In brief, the facts of the case were that RTS agreed to supply a packaging system to Müller. The work began on the basis of a four week letter of intent whilst the parties negotiated the terms of the final contract. A draft contract was drawn up incorporating the amended MF/1 terms but the contract was not signed. The letter of intent expired but RTS continued work and the parties continued to negotiate the terms of the contract. As at 5 July 2005 the parties had reached agreement on all major terms of the contract save for the liquidated damages provisions. The draft contract contained a provision stating that the contract would not become effective until each party had executed a counterpart and exchanged it. This never happened. The project ran into difficulties which meant that RTS were unable to meet the original programme. The parties therefore met on 25 August 2005 to vary the project delivery plan. On a claim for payment by RTS the question of whether a contract had been entered into and, if so, upon what terms was referred to the court as a preliminary issue.


The matter ended up with the Supreme Court who held that the parties had reached a binding agreement on or around 25 August 2005 on the terms agreed on or before 5 July 2005 (as subsequently varied on 25 August 2005). The Court held that the parties had effectively agreed to waive the provision that the contract was not effective until executed and so the binding agreement was not “subject to contract”.

In reaching its decision, the Supreme Court stated that it was unrealistic to suppose that the parties had not intended to create legal relations. Once the letter of intent had expired, the contract containing the price must have been contained in another agreement.
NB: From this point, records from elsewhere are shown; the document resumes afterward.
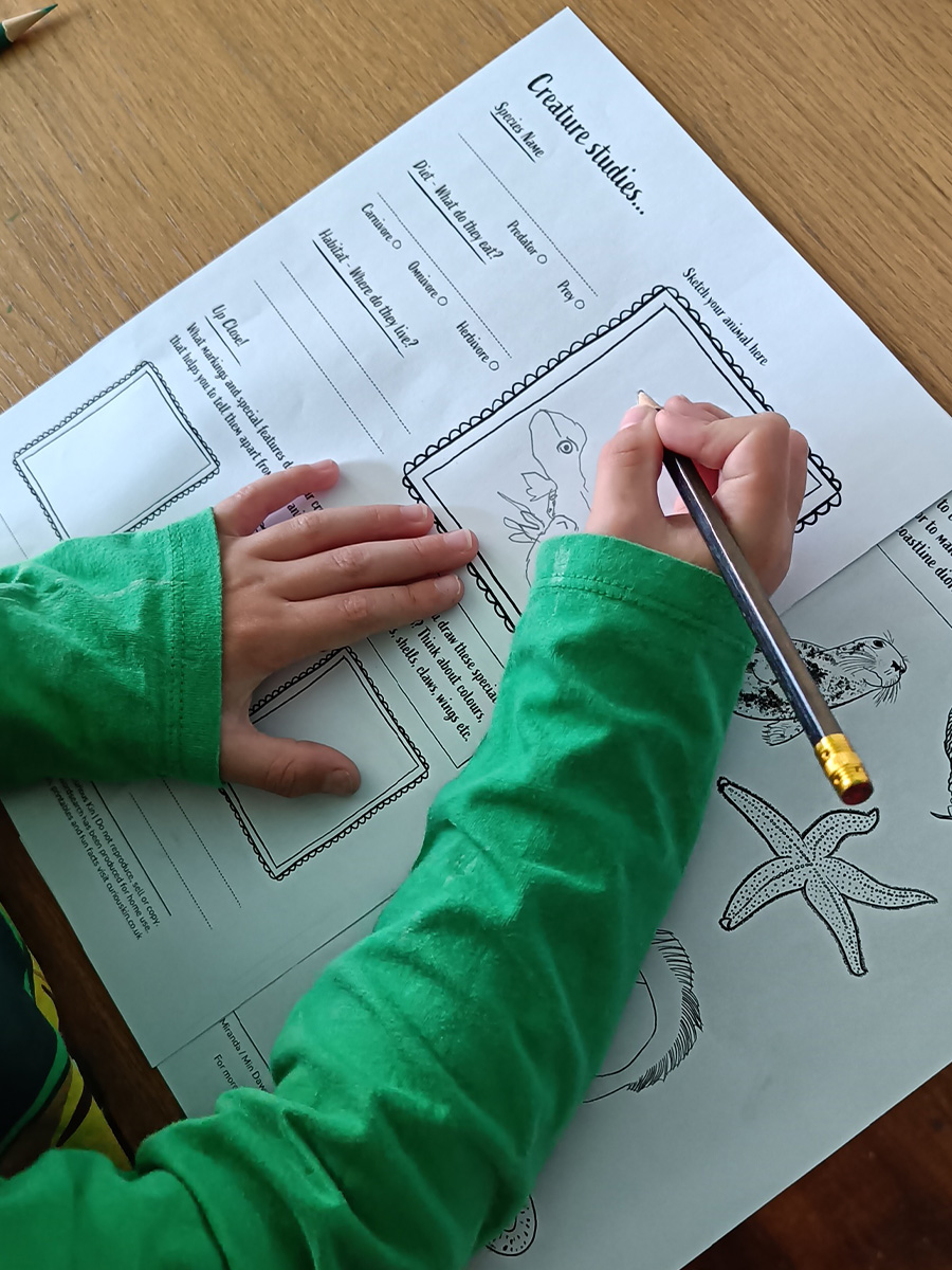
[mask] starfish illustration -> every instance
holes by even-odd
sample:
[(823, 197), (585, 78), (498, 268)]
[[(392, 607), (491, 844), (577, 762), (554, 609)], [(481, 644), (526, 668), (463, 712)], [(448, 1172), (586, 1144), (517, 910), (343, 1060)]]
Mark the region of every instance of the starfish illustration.
[(875, 808), (872, 812), (828, 812), (798, 833), (777, 808), (743, 785), (721, 776), (717, 789), (774, 855), (773, 860), (749, 872), (727, 900), (721, 918), (725, 931), (735, 930), (774, 899), (800, 890), (836, 941), (850, 974), (866, 974), (859, 927), (849, 902), (871, 908), (937, 903), (925, 890), (887, 886), (836, 855), (845, 838), (876, 828), (880, 813)]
The parties had treated the agreement reached on 25 August as a variation of the agreement that they had reached by 5 July 2005. It was not until the parties were in dispute that the suggestion that there was no contract arose.
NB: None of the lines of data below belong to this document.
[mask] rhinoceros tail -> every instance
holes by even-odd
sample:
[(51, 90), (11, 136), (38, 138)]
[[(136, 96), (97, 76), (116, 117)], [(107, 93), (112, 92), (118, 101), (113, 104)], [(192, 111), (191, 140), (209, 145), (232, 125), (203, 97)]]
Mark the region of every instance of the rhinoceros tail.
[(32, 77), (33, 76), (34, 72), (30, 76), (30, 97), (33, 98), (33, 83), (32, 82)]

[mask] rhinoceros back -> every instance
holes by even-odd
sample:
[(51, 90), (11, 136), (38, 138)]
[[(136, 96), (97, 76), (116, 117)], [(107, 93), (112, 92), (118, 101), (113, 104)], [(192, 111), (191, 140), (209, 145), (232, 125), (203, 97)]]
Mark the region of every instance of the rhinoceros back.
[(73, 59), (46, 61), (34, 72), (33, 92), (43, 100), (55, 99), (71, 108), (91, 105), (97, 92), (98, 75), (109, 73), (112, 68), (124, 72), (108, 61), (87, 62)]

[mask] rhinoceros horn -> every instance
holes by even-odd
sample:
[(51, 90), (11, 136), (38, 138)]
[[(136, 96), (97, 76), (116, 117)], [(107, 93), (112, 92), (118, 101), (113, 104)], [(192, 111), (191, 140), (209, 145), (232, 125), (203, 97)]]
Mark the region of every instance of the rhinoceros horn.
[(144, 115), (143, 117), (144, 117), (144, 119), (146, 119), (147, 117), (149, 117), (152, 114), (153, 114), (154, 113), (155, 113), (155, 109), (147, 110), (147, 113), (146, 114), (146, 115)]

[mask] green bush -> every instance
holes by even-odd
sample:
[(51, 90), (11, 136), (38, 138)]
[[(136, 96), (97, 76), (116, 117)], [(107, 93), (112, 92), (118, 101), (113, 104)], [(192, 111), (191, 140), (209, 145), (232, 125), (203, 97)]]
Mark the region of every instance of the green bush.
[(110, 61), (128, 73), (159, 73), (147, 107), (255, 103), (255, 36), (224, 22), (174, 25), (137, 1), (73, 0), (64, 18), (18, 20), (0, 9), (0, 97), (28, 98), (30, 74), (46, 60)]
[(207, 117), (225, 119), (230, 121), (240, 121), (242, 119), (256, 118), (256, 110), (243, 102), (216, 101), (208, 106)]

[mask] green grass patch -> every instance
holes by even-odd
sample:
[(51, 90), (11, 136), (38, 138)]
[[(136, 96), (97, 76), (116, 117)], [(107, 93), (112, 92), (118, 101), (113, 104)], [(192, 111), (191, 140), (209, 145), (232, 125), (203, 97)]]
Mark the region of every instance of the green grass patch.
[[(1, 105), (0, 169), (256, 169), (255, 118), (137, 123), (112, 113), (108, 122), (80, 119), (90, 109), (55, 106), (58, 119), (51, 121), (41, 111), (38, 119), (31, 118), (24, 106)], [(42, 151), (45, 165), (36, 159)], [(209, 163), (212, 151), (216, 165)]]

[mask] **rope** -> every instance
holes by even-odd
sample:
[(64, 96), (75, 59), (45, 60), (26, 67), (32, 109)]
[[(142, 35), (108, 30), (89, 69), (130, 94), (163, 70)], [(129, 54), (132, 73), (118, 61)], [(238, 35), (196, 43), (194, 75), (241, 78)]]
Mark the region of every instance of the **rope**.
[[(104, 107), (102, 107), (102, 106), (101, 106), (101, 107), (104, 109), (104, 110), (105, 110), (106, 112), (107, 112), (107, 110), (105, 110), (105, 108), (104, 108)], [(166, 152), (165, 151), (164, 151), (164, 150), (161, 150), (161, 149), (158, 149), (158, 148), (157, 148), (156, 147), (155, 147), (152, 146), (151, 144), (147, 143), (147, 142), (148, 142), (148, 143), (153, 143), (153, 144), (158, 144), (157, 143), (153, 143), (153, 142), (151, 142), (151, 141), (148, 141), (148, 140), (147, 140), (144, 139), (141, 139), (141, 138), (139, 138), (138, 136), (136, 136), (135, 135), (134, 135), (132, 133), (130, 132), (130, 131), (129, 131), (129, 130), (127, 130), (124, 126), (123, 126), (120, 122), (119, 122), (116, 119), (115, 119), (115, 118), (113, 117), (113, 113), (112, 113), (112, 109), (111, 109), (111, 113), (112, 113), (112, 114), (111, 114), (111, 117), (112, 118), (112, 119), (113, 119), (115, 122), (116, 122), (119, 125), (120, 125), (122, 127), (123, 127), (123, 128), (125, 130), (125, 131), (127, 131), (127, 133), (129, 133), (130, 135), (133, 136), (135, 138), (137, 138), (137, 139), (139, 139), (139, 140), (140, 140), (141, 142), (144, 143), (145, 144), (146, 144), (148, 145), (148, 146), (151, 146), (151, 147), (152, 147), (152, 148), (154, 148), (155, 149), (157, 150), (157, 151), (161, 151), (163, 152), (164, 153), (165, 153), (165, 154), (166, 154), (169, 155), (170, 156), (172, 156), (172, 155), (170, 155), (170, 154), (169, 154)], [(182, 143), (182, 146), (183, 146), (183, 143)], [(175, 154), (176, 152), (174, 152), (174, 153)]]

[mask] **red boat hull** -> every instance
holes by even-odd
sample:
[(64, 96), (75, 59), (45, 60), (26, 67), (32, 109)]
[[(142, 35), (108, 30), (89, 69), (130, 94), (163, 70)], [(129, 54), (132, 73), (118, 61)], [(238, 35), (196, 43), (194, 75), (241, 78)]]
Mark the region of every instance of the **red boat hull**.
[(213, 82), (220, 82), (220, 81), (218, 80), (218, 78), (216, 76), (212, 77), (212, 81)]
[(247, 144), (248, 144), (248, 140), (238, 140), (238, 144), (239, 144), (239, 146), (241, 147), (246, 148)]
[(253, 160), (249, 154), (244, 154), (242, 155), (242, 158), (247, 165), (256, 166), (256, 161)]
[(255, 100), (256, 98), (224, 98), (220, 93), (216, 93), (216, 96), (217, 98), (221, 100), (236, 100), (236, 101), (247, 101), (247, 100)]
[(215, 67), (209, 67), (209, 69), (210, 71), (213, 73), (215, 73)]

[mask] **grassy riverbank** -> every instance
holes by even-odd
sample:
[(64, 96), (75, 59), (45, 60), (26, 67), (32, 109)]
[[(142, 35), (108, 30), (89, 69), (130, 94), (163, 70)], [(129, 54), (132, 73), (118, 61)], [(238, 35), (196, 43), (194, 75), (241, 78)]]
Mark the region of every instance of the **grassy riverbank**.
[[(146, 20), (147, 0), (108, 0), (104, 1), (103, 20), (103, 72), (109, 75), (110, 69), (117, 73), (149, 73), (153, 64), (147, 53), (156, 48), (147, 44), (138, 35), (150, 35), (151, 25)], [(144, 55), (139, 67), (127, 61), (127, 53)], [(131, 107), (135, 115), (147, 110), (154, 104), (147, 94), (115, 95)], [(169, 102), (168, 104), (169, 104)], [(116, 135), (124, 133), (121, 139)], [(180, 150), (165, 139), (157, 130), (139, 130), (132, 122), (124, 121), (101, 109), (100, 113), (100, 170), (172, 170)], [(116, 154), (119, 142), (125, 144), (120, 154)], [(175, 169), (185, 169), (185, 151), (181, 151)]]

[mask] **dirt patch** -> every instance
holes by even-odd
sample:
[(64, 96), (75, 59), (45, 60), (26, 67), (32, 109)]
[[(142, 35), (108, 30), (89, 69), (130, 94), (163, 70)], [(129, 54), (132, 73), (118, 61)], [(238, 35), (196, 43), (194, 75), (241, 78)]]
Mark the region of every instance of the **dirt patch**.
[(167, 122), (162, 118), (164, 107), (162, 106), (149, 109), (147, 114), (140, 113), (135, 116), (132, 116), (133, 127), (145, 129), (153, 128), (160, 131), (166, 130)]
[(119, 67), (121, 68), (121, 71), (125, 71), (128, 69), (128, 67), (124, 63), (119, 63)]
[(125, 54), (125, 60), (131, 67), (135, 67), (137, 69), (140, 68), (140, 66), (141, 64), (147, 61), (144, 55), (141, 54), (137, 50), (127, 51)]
The Supreme Court further stated that, in a case where a contract is being negotiated subject to contract and work begins before the formal contract is executed, it would be too simplistic and dogmatic an approach to say that there would always, or even usually, be a contract on the terms that were agreed subject to contract. The Court would not impose binding contracts which the parties had not themselves agreed. All decisions would depend on the circumstances of each case. It was necessary to consider (amongst other facts): whether the parties intended to be legally bound by what was agreed; whether further essential terms were necessary in order for the contract to be enforceable; and whether the parties had departed from their understanding that the contract being negotiated was “subject to contract”, in other words not binding until signed.


As Lord Clarke stated in his judgment, this case highlights the perils of beginning work without agreeing the precise basis upon which the work is to be done. This case reinforces our view (now supported by Lord Clarke!) that letters of intent should be avoided and a formal contract executed before work begins.